What happens when you run this code? I believe it contains everything necessary to reproduce the error, except for the actual code for WeakValueHashMap. The null problem occurs by running the main method in BddTest defined in the same file.


The nature of my code is the following. A BddNode instance has a positive and negative child, and what is called a label (which is an integer). The positive and negative children are either another BddNode or a BddTerm which has no children. Every time I create a new BddNode I register it in the hash map as the value of the key (label, positive, negative). Thereafter, before allocating a new BddNode with a label/positive/negative, I first check wether such already exists in the hash map, and simply return that if it exists, or allocate a new one otherwise (and register it in the hash). This scheme assures that any two BddNodes which are isomorphic are actually eq to each other.

The weak hash is used so that if nothing is still referencing a BddNode, then I know nothing can be isomorphic to it, so It can be removed from the hash map and GC’ed.

So the hash table has 1000 or tens of 1000s of objects which have interweaved pointers one to another.
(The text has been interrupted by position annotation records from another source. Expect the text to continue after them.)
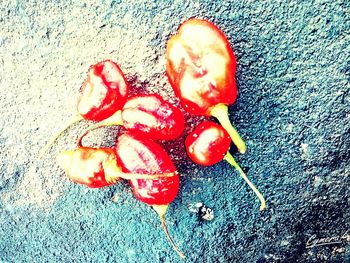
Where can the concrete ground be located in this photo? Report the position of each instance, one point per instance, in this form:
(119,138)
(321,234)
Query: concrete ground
(293,111)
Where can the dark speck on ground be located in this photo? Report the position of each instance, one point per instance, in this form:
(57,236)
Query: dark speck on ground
(293,111)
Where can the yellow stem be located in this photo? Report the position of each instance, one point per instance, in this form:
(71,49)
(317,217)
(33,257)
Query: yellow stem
(220,112)
(72,120)
(161,210)
(229,158)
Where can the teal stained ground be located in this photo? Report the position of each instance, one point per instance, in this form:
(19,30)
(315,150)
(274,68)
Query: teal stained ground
(293,111)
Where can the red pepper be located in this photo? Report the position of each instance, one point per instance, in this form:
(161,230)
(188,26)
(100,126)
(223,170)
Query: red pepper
(149,115)
(201,69)
(96,168)
(104,91)
(102,94)
(208,144)
(144,156)
(87,166)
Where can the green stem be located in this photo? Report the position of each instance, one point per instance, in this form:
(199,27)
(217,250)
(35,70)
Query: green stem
(220,112)
(72,120)
(229,158)
(161,210)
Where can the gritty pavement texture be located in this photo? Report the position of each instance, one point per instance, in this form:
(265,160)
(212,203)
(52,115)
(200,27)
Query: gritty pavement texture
(293,111)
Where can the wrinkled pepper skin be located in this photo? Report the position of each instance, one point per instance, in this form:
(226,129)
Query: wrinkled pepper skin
(104,91)
(152,115)
(208,143)
(87,165)
(144,156)
(201,67)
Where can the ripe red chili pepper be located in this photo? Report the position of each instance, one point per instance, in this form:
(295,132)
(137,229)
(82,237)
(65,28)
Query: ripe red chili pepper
(97,167)
(208,144)
(104,91)
(144,156)
(201,69)
(102,94)
(87,166)
(148,114)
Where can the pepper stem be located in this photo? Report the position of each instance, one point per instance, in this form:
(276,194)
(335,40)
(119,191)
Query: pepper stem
(229,158)
(115,119)
(161,210)
(72,120)
(220,111)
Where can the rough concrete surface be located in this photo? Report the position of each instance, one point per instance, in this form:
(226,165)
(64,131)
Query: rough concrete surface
(293,111)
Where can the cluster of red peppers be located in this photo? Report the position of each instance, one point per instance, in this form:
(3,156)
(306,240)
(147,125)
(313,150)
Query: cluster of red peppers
(201,69)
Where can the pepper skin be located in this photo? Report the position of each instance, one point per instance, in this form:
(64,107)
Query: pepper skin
(87,166)
(149,115)
(209,144)
(201,68)
(144,156)
(104,91)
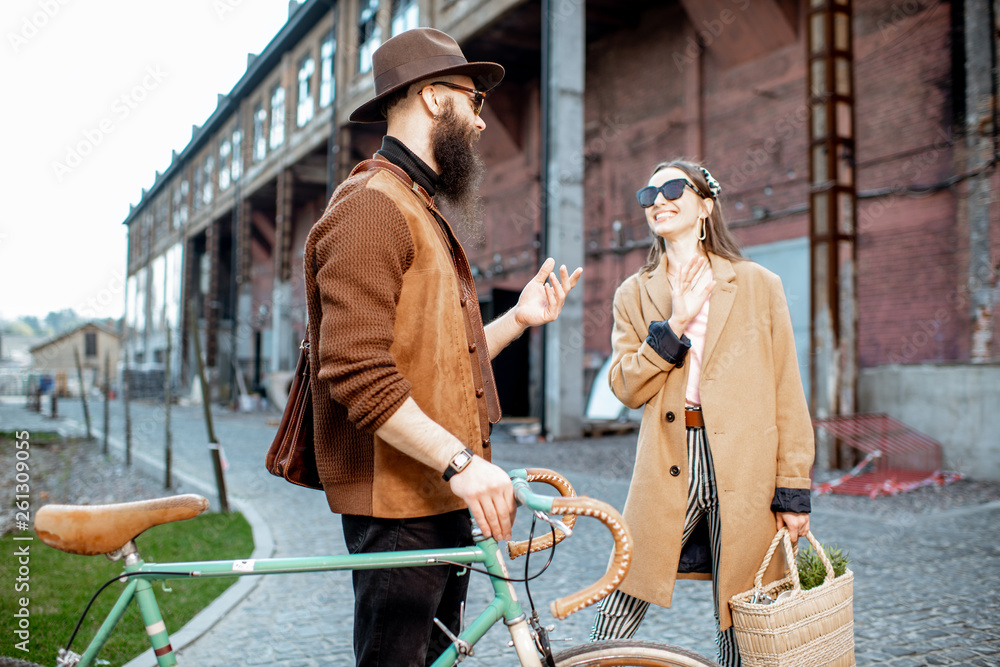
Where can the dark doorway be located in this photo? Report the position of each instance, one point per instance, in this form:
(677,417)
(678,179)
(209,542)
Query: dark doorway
(510,367)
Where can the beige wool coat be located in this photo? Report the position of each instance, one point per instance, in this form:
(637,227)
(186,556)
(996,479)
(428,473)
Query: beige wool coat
(756,421)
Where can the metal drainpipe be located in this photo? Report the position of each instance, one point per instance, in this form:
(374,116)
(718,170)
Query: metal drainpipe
(832,214)
(544,183)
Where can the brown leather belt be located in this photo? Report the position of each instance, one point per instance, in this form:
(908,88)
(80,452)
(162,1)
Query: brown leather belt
(693,418)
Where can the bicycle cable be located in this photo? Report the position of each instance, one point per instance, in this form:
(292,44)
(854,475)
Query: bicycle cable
(513,580)
(100,590)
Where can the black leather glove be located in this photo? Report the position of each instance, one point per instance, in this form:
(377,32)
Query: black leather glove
(791,500)
(666,343)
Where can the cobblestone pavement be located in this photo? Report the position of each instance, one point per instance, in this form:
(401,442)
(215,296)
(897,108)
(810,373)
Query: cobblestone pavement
(927,566)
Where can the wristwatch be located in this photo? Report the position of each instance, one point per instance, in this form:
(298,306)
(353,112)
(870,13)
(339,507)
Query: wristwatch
(459,463)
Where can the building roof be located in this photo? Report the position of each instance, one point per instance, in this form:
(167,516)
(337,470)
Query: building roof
(299,23)
(67,334)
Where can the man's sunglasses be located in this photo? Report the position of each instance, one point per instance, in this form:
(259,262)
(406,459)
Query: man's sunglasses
(671,190)
(478,96)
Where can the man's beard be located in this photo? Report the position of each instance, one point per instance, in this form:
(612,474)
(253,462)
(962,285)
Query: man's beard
(461,167)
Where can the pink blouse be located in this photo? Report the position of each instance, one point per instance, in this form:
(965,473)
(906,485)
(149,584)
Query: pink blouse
(695,331)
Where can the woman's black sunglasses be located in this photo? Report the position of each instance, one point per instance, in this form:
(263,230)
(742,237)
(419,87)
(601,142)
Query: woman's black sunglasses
(671,190)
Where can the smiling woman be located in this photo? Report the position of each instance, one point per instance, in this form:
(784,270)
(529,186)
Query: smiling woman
(693,329)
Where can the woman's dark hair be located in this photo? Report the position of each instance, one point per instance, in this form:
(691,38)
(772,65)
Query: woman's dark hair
(718,239)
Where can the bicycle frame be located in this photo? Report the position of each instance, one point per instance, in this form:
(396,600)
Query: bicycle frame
(504,605)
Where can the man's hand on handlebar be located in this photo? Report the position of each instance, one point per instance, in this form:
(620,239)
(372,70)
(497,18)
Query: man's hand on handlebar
(488,491)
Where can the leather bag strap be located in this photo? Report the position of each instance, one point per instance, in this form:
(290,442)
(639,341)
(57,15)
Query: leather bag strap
(376,163)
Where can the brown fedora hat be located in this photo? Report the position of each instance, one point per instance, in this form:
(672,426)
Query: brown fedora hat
(415,55)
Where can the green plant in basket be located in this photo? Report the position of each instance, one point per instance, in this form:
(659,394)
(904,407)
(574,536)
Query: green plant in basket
(812,572)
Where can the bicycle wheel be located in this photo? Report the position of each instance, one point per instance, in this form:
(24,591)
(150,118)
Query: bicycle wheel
(629,653)
(13,662)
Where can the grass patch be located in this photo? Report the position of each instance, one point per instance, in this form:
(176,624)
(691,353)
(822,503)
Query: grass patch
(61,584)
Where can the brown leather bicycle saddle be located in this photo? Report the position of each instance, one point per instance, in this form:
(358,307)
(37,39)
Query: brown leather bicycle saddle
(101,529)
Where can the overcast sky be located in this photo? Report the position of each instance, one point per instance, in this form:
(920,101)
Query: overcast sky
(95,95)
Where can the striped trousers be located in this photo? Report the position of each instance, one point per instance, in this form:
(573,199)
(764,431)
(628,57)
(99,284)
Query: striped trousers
(619,614)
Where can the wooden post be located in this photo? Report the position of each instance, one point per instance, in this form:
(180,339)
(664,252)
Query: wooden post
(83,390)
(220,479)
(107,399)
(167,398)
(126,399)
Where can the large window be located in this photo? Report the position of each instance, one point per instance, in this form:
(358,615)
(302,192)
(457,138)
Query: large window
(327,83)
(237,165)
(179,217)
(405,15)
(369,34)
(90,344)
(197,187)
(277,117)
(206,195)
(305,103)
(225,168)
(259,133)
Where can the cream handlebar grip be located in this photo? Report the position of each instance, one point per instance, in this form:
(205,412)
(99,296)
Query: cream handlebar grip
(620,562)
(561,484)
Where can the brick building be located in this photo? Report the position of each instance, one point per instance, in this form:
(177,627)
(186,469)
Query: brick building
(907,289)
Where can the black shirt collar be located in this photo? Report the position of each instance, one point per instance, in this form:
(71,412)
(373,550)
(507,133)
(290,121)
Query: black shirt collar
(396,152)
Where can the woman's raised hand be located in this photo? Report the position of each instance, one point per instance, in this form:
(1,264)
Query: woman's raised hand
(689,292)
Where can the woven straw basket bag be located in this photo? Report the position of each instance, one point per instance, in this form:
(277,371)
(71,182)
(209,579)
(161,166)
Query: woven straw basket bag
(804,628)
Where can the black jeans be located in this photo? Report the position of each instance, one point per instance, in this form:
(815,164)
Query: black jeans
(394,608)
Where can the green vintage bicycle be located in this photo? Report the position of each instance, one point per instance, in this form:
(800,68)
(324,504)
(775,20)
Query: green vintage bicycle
(111,530)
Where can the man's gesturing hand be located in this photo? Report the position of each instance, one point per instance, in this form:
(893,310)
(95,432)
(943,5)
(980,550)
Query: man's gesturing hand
(487,489)
(540,301)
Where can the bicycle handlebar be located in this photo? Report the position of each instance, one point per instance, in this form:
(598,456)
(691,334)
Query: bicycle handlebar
(576,506)
(561,484)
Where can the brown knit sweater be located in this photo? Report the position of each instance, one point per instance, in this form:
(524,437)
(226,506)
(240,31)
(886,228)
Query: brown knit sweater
(390,317)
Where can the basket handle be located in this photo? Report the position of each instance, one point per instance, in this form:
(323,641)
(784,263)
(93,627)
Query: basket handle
(791,558)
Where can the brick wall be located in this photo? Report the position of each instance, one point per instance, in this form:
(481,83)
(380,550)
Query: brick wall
(651,97)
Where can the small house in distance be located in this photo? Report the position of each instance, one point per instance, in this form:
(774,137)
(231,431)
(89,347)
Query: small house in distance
(54,359)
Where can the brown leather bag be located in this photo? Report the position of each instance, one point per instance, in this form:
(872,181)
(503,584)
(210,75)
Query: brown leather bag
(291,455)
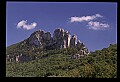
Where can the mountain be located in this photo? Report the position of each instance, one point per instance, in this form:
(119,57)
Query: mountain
(41,55)
(57,63)
(41,41)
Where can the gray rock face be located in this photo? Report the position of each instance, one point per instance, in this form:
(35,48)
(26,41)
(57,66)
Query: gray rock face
(73,41)
(61,39)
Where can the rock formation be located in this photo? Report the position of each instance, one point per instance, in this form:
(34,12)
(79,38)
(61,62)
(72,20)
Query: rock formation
(61,39)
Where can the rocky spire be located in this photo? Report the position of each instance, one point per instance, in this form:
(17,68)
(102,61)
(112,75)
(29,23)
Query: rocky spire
(73,41)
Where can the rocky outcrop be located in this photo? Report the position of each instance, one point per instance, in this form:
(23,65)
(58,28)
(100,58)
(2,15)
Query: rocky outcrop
(61,39)
(73,41)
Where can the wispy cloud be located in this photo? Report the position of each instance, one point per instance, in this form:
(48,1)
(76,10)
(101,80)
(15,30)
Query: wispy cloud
(22,24)
(98,26)
(84,18)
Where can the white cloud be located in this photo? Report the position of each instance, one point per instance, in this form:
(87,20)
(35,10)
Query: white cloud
(98,26)
(84,18)
(22,24)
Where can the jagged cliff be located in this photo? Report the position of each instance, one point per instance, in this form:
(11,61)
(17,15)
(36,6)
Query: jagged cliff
(40,39)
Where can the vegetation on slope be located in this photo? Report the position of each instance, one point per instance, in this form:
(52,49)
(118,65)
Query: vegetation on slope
(58,63)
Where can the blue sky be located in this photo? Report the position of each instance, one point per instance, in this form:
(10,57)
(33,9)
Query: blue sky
(95,24)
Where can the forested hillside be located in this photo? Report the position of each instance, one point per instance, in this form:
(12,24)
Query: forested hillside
(59,63)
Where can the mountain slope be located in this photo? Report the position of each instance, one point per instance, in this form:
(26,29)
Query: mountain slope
(58,63)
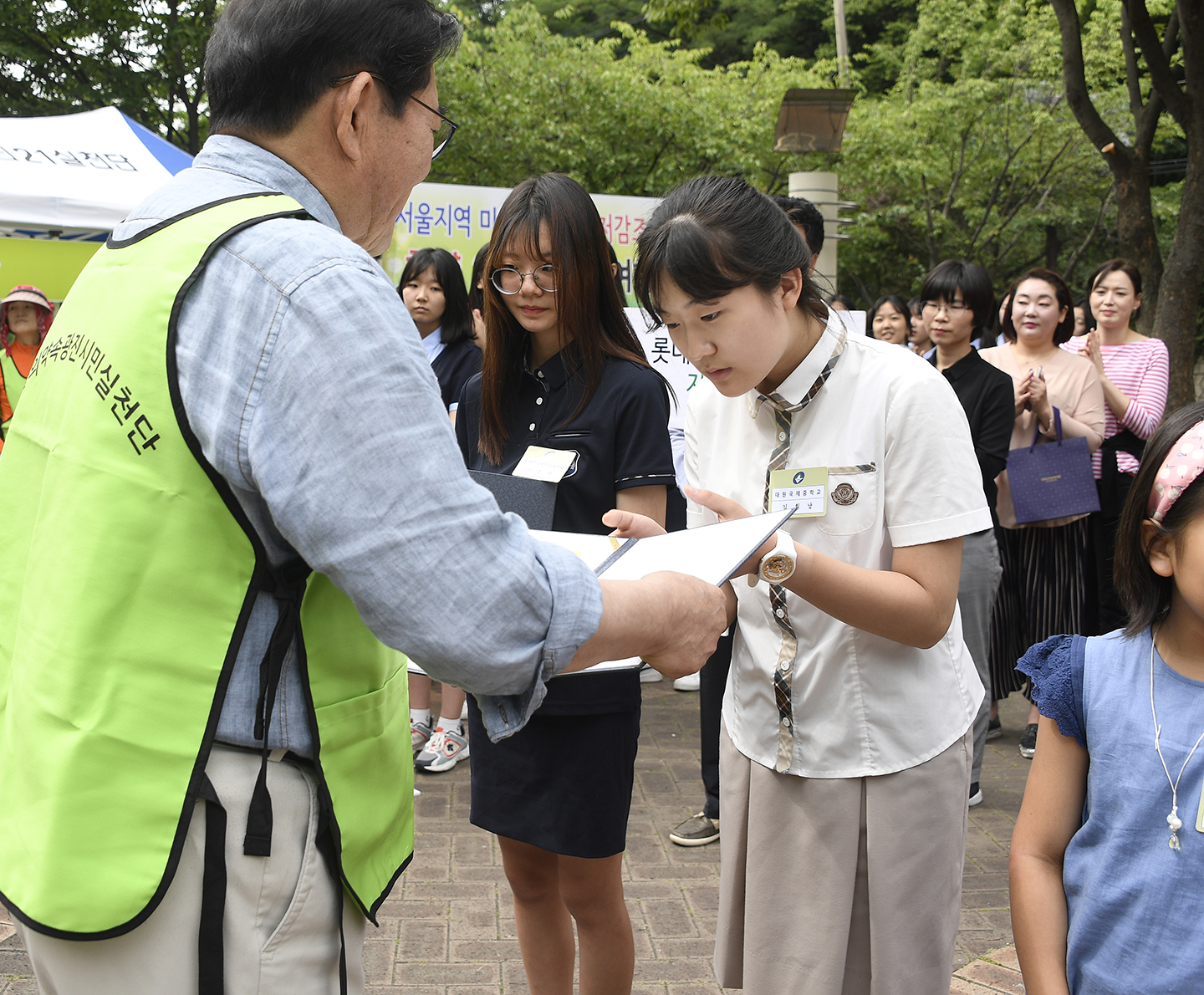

But if any is every found with no pointers to it, it can be removed, thus perhaps leaving others which can thereafter be removed.

It is important to remove them eventually as memory can fill up with objects which no one cares about any longer.


I see, but I only have one call site. The use of the mutable hash table is isolated to one single area of code. BTW, what is the correct way in scala to make sure that only one function (method) accesses a particular variable? In Lisp, I’d just wrap the variable and method in a let, and then nothing outside the let could reference the variable, and the method would effectively be a closure. As far as I can tell, there is no let-like construct in Scala.